In every conflict that pits contemporary “scientific” skepticism against the historic faith of the church, BioLogos has defended the skeptical point of view. BioLogos’s contributors consistently give preference to modern ideology over biblical revelation. Although the BioLogos PR machine relentlessly portrays the organization as equally committed to science and the Scriptures (and there’s a lot of talk about “bridge-building” and reconciliation), the drift of the organization is decidedly just one way. That should be obvious to anyone who ignores the organization’s own carefully-crafted PR and simply pays attention to what the BioLogos staff and contributors actually blog about.[4]

Tim Keller, while remaining ambiguous as to his own views, is a willing spokesman for BioLogos. On their website, Keller professes his openness to Derek Kidner’s theory that God forming man from the dust of the ground could be a description of evolution:

“The intelligent beings of a remote past, whose bodily and cultural remains give them the clear status of ‘modern man’ to the anthropologist, may yet have been decisively below the plane of life which was established in the creation of Adam. … Nothing requires that the creature into which God breathed human life should not have been of a species prepared in every way for humanity.”

So in this model there was a place in the evolution of human beings when God took one out of the population of tool-makers and endowed him with ‘the image of God.’ This would have lifted him up to a whole new ‘plane of life.’[5]

Renowned Hebrew scholar Bruce Waltke believes the church must accept evolution’s terms of surrender to preserve its credibility:

I think that if the data is overwhelming in favor, in favor of evolution, to deny that reality will make us a cult, some odd group that’s not really interacting with the real world. … And to deny the reality would be to deny the truth of God in the world and would be to deny truth. So I think it would be our spiritual death if we stopped loving God with all of our minds and thinking about it, I think it’s our spiritual death. It’s also our spiritual death in witness to the world that we’re not credible, that we are bigoted, we have a blind faith and this is what we’re accused of. … And I think it is essential to us or we’ll end up like some small sect somewhere that retained a certain dress or a certain language. And they end up so … marginalized, totally marginalized, and I think that would be a great tragedy for the church, for us to become marginalized in that way.[6]

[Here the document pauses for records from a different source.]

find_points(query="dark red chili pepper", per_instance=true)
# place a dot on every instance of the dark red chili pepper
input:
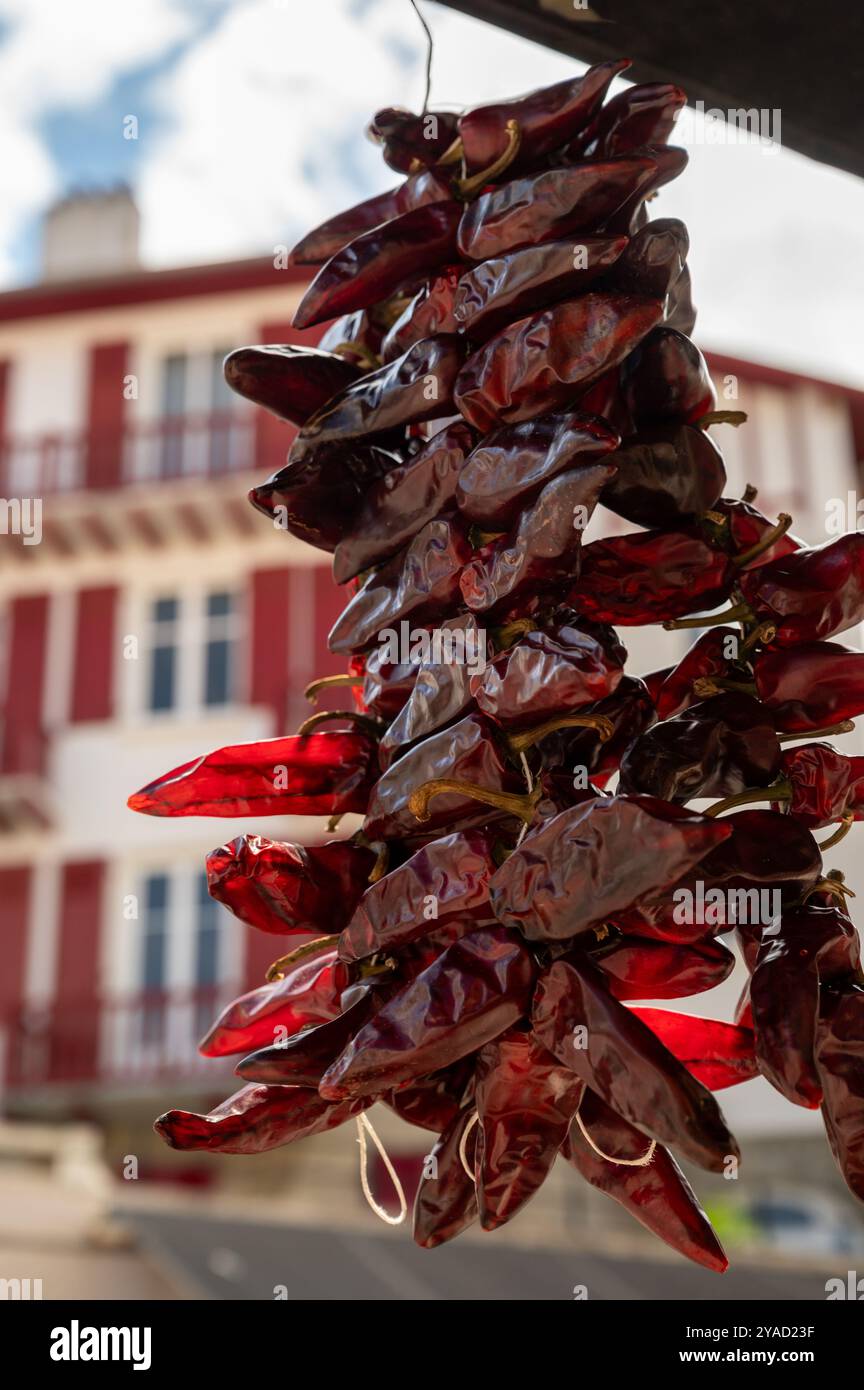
(254, 1119)
(525, 1101)
(546, 118)
(321, 243)
(595, 861)
(510, 466)
(471, 993)
(657, 1194)
(382, 260)
(811, 594)
(547, 206)
(307, 994)
(304, 774)
(445, 880)
(509, 287)
(811, 685)
(289, 888)
(549, 673)
(416, 387)
(446, 1198)
(538, 363)
(403, 501)
(291, 381)
(620, 1058)
(420, 583)
(543, 549)
(716, 748)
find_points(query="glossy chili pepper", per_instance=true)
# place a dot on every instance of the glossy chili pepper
(525, 1101)
(254, 1119)
(304, 774)
(289, 888)
(811, 685)
(716, 748)
(471, 993)
(667, 474)
(547, 206)
(409, 139)
(657, 1194)
(428, 313)
(811, 594)
(620, 1058)
(650, 577)
(597, 859)
(639, 968)
(509, 287)
(538, 363)
(307, 994)
(445, 880)
(543, 549)
(382, 260)
(416, 387)
(839, 1057)
(320, 491)
(446, 1198)
(291, 381)
(403, 502)
(667, 378)
(329, 238)
(470, 752)
(421, 583)
(549, 673)
(510, 466)
(546, 118)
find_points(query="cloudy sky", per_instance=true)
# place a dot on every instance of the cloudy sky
(250, 118)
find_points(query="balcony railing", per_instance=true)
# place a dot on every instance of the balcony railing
(206, 444)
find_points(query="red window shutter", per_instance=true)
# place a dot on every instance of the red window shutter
(22, 733)
(106, 412)
(93, 670)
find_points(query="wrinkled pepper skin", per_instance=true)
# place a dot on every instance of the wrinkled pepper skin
(443, 880)
(504, 288)
(378, 262)
(413, 388)
(254, 1119)
(306, 774)
(289, 381)
(514, 463)
(525, 1101)
(403, 502)
(421, 583)
(472, 991)
(657, 1194)
(621, 1059)
(547, 206)
(716, 748)
(289, 890)
(538, 363)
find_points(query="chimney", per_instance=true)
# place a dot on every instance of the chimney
(90, 234)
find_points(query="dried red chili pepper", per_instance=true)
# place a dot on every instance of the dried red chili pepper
(403, 501)
(289, 888)
(538, 363)
(471, 993)
(547, 206)
(621, 1059)
(525, 1101)
(307, 774)
(254, 1119)
(595, 861)
(657, 1194)
(382, 260)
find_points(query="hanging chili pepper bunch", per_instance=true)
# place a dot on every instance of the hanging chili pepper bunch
(509, 352)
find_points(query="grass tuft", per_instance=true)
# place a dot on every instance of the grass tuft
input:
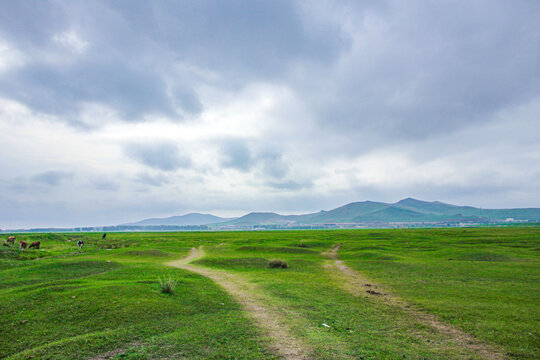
(276, 263)
(167, 285)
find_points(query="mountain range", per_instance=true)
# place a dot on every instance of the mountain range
(404, 211)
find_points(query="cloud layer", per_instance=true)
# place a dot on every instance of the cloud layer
(111, 111)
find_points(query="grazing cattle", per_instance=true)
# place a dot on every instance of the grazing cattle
(35, 245)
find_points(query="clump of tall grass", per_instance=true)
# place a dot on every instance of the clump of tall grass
(167, 285)
(276, 263)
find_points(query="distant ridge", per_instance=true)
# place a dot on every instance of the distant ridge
(182, 220)
(408, 212)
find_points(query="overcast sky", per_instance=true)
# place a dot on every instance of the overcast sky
(113, 111)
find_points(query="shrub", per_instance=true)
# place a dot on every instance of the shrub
(168, 285)
(276, 263)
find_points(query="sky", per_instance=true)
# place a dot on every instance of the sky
(114, 111)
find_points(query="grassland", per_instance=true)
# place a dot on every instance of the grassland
(105, 301)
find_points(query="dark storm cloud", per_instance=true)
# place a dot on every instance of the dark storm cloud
(162, 156)
(425, 68)
(129, 51)
(152, 180)
(52, 178)
(236, 154)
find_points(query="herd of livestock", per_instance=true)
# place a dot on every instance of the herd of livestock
(23, 245)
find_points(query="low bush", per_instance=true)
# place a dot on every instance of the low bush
(167, 285)
(276, 263)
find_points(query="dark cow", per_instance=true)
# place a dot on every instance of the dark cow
(35, 245)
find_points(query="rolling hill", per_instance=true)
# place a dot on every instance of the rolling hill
(188, 219)
(404, 211)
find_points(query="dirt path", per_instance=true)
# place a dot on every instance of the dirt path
(359, 285)
(269, 318)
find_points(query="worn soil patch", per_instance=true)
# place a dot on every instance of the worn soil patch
(268, 318)
(359, 285)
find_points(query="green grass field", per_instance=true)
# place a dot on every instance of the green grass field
(105, 300)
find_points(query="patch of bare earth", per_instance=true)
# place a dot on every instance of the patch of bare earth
(358, 285)
(268, 318)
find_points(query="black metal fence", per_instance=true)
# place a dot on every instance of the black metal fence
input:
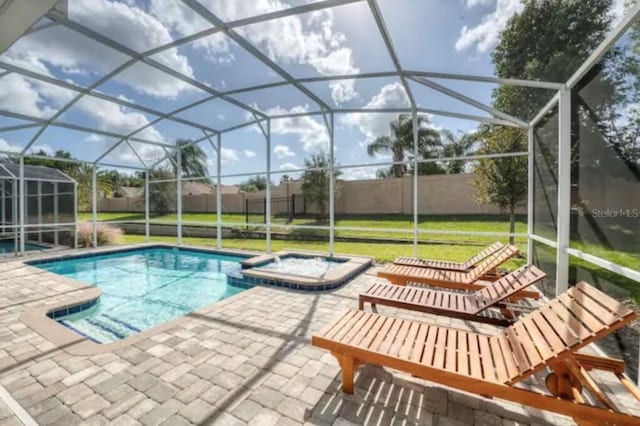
(283, 209)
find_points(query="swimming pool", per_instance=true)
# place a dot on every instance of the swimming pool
(142, 288)
(9, 247)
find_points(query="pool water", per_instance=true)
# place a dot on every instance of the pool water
(144, 288)
(9, 247)
(314, 267)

The doctrine of inerrancy becomes useless when men like Wright, Keller and Waltke let atheists weigh in on what parts of the Bible are acceptable to believe. And while they don’t explicitly deny Scripture, their reinterpretation relegates it to a meaningless text. It is true that not all scholars who take such positions call themselves evangelicals, but they wield great authority in evangelical circles, and their capitulation is spreading like a disease.